= Cascade algorithm =

In the mathematical topic of wavelet theory, the cascade algorithm is a numerical method for calculating function values of the basic scaling and wavelet functions of a discrete wavelet transform using an iterative algorithm. It starts from values on a coarse sequence of sampling points and produces values for successively more densely spaced sequences of sampling points. Because it applies the same operation over and over to the output of the previous application, it is known as the cascade algorithm.

== Successive approximation ==

The iterative algorithm generates successive approximations to ψ(t) or φ(t) from {h} and {g} filter coefficients. If the algorithm converges to a fixed point, then that fixed point is the basic scaling function or wavelet.

The iterations are defined by

 $\varphi^{(k+1)}(t)=\sum_{n=0}^{N-1} h[n] \sqrt 2 \varphi^{(k)} (2t-n)$

For the kth iteration, where an initial φ^{(0)}(t) must be given.
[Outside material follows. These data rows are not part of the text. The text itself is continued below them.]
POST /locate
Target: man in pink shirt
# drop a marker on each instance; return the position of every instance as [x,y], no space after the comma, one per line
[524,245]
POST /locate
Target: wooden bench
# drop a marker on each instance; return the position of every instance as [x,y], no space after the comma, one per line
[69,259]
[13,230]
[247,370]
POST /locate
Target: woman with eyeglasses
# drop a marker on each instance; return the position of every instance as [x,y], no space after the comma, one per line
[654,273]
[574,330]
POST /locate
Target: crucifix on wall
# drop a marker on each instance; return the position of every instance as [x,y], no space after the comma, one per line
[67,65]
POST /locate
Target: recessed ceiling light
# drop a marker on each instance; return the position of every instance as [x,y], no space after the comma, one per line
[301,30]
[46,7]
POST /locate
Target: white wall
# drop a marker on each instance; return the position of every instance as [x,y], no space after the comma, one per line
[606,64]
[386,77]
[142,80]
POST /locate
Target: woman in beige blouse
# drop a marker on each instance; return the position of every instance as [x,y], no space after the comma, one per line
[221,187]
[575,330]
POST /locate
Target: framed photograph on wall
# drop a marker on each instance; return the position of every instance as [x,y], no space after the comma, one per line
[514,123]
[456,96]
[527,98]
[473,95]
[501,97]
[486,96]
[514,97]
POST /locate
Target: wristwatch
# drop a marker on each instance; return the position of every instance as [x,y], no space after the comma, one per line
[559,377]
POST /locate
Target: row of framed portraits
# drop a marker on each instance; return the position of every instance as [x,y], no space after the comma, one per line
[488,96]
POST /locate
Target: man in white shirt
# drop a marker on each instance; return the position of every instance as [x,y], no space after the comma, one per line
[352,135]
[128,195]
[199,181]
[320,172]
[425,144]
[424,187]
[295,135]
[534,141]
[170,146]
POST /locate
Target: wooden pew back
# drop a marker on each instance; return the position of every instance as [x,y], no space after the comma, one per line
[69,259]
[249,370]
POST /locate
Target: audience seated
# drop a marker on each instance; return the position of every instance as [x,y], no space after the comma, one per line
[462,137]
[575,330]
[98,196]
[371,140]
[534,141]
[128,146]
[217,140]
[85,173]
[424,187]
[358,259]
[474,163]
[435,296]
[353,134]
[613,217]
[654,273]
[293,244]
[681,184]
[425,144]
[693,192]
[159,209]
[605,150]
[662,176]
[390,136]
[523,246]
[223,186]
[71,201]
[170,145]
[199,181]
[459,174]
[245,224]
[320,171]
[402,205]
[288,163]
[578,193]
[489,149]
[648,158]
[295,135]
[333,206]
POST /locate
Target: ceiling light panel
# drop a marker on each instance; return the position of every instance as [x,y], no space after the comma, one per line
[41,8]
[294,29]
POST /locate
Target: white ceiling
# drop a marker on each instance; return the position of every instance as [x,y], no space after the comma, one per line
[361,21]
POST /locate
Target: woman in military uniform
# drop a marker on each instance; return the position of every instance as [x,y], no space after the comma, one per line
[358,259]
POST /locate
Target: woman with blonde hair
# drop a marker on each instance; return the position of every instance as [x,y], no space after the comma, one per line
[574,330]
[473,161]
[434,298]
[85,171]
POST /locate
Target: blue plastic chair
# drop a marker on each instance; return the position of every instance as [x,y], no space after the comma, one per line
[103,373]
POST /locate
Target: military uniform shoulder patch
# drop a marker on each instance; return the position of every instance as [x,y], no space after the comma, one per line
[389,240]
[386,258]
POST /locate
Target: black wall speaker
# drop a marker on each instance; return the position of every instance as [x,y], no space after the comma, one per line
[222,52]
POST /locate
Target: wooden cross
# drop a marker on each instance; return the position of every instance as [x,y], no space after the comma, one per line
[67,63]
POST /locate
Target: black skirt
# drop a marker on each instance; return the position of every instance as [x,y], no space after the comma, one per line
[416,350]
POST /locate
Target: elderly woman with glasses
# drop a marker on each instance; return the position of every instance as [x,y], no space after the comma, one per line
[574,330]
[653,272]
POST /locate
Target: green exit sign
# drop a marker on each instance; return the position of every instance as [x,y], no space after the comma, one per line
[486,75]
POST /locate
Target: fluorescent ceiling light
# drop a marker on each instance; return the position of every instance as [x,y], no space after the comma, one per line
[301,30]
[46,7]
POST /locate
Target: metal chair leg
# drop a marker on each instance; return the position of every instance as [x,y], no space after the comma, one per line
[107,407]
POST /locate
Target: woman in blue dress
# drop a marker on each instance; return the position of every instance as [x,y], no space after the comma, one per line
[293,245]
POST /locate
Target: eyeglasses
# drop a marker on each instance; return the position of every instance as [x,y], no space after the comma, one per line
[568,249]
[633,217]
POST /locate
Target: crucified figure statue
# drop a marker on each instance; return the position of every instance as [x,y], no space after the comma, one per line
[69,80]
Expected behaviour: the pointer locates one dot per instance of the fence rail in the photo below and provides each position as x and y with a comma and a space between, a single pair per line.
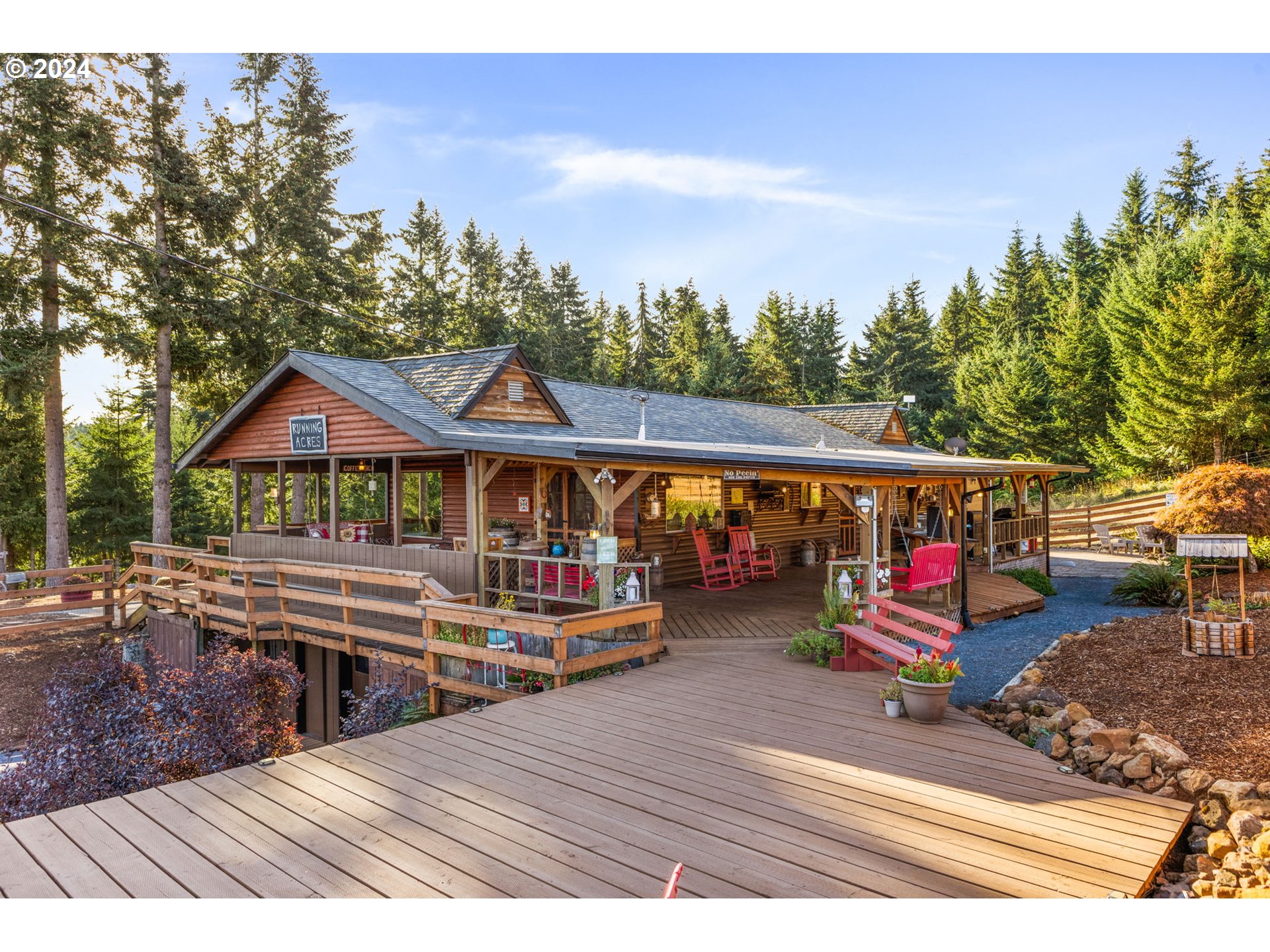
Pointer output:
1075, 526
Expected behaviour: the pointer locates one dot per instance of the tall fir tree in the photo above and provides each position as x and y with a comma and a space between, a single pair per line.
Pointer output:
59, 150
1184, 192
421, 295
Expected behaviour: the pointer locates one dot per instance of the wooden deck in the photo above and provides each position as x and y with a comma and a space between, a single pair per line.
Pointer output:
763, 775
783, 607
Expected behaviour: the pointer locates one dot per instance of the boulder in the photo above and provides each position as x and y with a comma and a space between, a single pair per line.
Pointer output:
1220, 843
1244, 824
1213, 814
1138, 767
1058, 746
1114, 739
1109, 775
1231, 793
1078, 713
1167, 756
1090, 756
1194, 782
1086, 727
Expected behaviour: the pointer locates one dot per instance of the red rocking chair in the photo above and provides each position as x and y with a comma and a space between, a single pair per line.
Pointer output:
718, 571
751, 561
933, 567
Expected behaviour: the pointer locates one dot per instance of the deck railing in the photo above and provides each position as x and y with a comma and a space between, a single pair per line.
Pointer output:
18, 602
320, 603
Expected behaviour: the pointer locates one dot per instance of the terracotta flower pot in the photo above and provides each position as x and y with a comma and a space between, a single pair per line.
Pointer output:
925, 703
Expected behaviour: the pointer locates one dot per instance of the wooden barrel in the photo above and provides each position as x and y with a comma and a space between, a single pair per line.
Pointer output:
1235, 639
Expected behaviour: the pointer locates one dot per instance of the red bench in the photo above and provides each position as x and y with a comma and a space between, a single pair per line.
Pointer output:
869, 649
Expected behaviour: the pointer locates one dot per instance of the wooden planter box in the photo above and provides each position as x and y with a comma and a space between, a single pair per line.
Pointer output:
1223, 639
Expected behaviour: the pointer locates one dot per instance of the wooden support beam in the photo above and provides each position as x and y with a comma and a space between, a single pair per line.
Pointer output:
333, 504
633, 483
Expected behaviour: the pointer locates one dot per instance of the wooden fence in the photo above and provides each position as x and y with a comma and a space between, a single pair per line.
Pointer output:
1075, 526
24, 597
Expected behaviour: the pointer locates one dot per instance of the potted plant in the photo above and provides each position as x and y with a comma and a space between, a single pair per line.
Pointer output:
817, 645
836, 611
506, 530
893, 698
926, 684
75, 596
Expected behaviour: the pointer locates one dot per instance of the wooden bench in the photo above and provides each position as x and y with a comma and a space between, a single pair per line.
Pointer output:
870, 649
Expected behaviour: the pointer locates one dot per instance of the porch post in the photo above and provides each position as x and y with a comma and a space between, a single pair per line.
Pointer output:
282, 498
333, 504
237, 470
396, 499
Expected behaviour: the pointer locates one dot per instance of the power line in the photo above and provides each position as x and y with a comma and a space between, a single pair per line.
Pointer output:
278, 292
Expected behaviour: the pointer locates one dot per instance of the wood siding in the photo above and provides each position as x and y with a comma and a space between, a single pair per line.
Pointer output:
495, 404
351, 430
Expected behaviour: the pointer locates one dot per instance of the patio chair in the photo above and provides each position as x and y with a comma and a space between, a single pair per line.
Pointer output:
718, 571
933, 567
751, 561
1147, 541
1111, 543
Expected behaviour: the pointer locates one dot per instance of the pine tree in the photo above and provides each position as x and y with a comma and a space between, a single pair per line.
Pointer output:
421, 294
1002, 391
161, 328
1132, 226
1184, 192
619, 349
767, 377
59, 150
1009, 307
108, 492
1193, 380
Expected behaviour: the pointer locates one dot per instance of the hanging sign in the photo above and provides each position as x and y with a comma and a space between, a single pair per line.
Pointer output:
308, 434
606, 550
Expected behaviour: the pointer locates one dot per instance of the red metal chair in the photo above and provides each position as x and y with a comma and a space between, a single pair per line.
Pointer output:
933, 567
718, 571
755, 563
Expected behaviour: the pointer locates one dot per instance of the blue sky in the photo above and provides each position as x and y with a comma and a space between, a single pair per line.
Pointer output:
825, 175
The frequency domain estimates of the basic scaling function is given by

 $\Phi^{(k+1)}(\omega)= \frac {1} {\sqrt 2} H\left( \frac {\omega} {2}\right) \Phi^{(k)}\left(\frac {\omega} {2}\right)$

and the limit can be viewed as an infinite product in the form

 $\Phi^{(\infty)}(\omega)= \prod_{k=1}^{\infty} \frac {1} {\sqrt 2} H\left( \frac {\omega} {2^k}\right) \Phi^{(\infty)}(0).$

If such a limit exists, the spectrum of the scaling function is

 $\Phi(\omega)= \prod_{k=1}^\infty \frac {1} {\sqrt 2} H\left( \frac {\omega} {2^k}\right) \Phi^{(\infty)}(0)$

The limit does not depends on the initial shape assume for φ^{(0)}(t). This algorithm converges reliably to φ(t), even if it is discontinuous.

From this scaling function, the wavelet can be generated from

 $\psi(t)= \sum_{n=- \infty}^{\infty} g[n]{\sqrt 2} \varphi^{(k)} (2t-n).$

Successive approximation can also be derived in the frequency domain.